Pathos: revista brasileira de práticas públicas e psicopatologia 5º Volume | Page 59

PATHOS / V. 05, n.03, 2017 58

Σ

Com a intenção de interagir com o paciente ou seus familiares/acompanhantes, os palhaços muitas vezes utilizam características pessoais destes, procurando enaltecer qualidades ou então usar como recurso de humor. Neste sentido é válida a aparência física, ou mesmo dados pessoais, como quantidade de filhos ou netos, idade ou do lugar onde nasceram. Para exemplificar momentos em que os palhaços utilizaram características enaltecendo o atendido, pode-se destacar uma situação em que o palhaço A1 elogia a cor dos olhos de um senhor dizendo que o paciente deveria fazer muito sucesso na juventude e o paciente demonstrou gostar do elogio. Outra maneira de obter o riso dos atendidos se refere a comentários que os palhaços fazem a respeito deles mesmos ou então de outro palhaço que está no mesmo ambiente, utilizando este recurso principalmente em situações onde os pacientes demonstram maior timidez ao interagir ou reserva em falar de si. É possível citar um atendimento onde o palhaço comparou sua beleza à de um ator famoso do cinema ou em outra situação, onde os palhaços brincaram a respeito da estatura de um dos integrantes da equipe, fazendo piadas a respeito. Conforme Ferreira (2013), o indivíduo, a partir do momento que assume a identidade do palhaço através da sua maquiagem e acessórios característicos, torna-se um transgressor dos valores vigentes, expondo-se como ser humano; faz de sua inadequação, do ridículo e fraqueza formas de desviar os olhares do outro das exigências de padrões vigentes. Esta liberdade ante o que se é esperado socialmente permite uma atuação imprevisível por parte do palhaço; podendo ir do terno ao rebelde, do alegre ao triste em questão de segundos, sem chocar o expectador. E a partir daí são quebradas as barreiras do expectador, que se mostra propenso ao transporte, mesmo que momentâneo, do alívio que o riso promove.

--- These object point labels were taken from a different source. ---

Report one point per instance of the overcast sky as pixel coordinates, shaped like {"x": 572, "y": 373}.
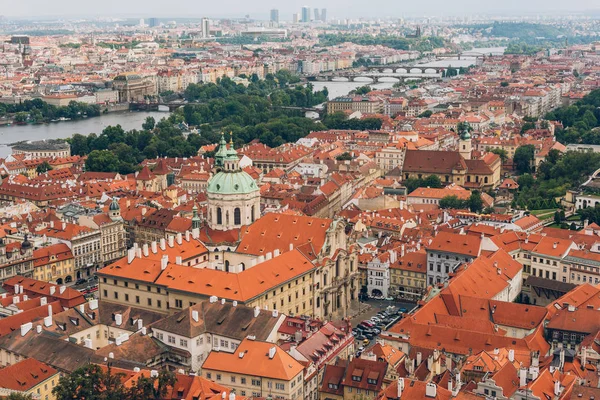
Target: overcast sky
{"x": 260, "y": 8}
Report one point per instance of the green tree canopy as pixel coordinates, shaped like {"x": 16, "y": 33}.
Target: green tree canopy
{"x": 524, "y": 158}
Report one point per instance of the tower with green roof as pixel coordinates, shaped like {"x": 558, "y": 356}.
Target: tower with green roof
{"x": 464, "y": 142}
{"x": 233, "y": 196}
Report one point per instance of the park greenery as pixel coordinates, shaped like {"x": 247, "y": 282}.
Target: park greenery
{"x": 581, "y": 121}
{"x": 256, "y": 111}
{"x": 553, "y": 177}
{"x": 38, "y": 111}
{"x": 527, "y": 37}
{"x": 92, "y": 382}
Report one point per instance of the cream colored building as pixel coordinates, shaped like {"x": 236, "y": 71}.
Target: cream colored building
{"x": 257, "y": 369}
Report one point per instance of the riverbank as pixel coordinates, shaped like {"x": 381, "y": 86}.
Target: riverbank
{"x": 63, "y": 130}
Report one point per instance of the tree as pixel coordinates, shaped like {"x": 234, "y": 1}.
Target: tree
{"x": 432, "y": 181}
{"x": 475, "y": 202}
{"x": 79, "y": 145}
{"x": 102, "y": 161}
{"x": 526, "y": 181}
{"x": 21, "y": 117}
{"x": 149, "y": 123}
{"x": 152, "y": 387}
{"x": 557, "y": 219}
{"x": 19, "y": 396}
{"x": 503, "y": 154}
{"x": 362, "y": 90}
{"x": 43, "y": 168}
{"x": 90, "y": 383}
{"x": 524, "y": 157}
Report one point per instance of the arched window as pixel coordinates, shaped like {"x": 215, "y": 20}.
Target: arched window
{"x": 237, "y": 216}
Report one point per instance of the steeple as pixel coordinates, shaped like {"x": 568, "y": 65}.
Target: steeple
{"x": 464, "y": 144}
{"x": 221, "y": 154}
{"x": 114, "y": 209}
{"x": 195, "y": 219}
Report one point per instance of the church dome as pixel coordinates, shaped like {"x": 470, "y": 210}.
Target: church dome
{"x": 114, "y": 205}
{"x": 238, "y": 182}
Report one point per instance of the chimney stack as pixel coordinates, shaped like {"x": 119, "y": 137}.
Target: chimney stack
{"x": 400, "y": 387}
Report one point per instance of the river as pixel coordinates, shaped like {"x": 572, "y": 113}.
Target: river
{"x": 62, "y": 130}
{"x": 342, "y": 87}
{"x": 134, "y": 120}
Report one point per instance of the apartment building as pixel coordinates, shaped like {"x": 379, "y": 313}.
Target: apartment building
{"x": 447, "y": 252}
{"x": 213, "y": 325}
{"x": 257, "y": 369}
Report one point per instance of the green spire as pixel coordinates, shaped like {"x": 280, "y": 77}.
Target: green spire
{"x": 221, "y": 154}
{"x": 195, "y": 218}
{"x": 465, "y": 135}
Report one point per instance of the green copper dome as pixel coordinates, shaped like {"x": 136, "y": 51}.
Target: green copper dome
{"x": 238, "y": 182}
{"x": 114, "y": 205}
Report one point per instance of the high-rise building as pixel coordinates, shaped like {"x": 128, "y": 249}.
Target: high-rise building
{"x": 305, "y": 14}
{"x": 205, "y": 27}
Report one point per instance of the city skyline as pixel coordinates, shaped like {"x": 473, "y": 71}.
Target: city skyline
{"x": 336, "y": 8}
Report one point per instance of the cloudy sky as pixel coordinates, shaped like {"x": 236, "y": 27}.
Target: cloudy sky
{"x": 260, "y": 8}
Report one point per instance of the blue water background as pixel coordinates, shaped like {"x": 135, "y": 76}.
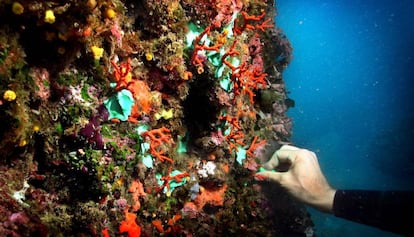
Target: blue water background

Embora nas demais unidades de significado do uso de piadas, charadas e afins também tenham sido apresentadas, devem-se apontar algumas situações em que tornaram-se protagonistas da interação. Foram observadas situações onde os palhaços se diziam especialistas em charadas, e perguntavam a resolução destas para os pacientes, a maioria com conteúdo ingênuo ou sem lógica muito aparente. Morais (2008), ao fazer sua leitura do livro de Freud dedicado ao chiste (1905), indica que pelo raciocínio do autor o chiste é estruturado no inconsciente e por este motivo torna-se trânsito para que algo de seu conteúdo recalcado muitas vezes venha à tona, protegido pelo humor que o chiste intenciona; uma brincadeira de faz-de-conta que pode até conter algo de verdadeiro no conteúdo, mas que o sujeito ao qual a piada é endereçada, desconsiderada em prol da descarga de tensão que o riso oferece.